Sultan of Deli
- Reign: 1700-1720
- Predecessor: Tuanku Panglima Perunggit
- Successor: Tuanku Panglima Pasutan

Regnal name
- Tuanku Panglima Paderap
- Father: Tuanku Panglima Perunggit
- Religion: Sunni Islam

= Paderap =

Third Ruler of Deli Sultanate

Tuanku Panglima Paderap, also called Panglima Deli, was the third ruler of the Deli Sultanate, now part of North Sumatra, Indonesia. He succeeded his father Tuanku Panglima Perunggit, who died around 1700. Paderap had four sons, namely Tuanku Jalaluddin (or Kejuruan Metar), Tuanku Panglima Pasutan (or Kejuruan Padang), Tuanku Tawar (or Kejuruan Santun), and Tuanku Umar (or Kejuruan Junjongan).

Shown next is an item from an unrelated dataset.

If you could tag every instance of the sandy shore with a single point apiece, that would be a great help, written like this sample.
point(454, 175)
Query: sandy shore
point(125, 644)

A power struggle happened in the Deli after Paderap died in 1720. Jalaluddin, Paderap's first son, could not replace him because of a physical disability. It was Pasutan who became the fourth ruler of Deli, while his younger brother Umar became the first ruler of the Serdang Sultanate.

Paderap was buried in Pulau Brayan district in Medan city.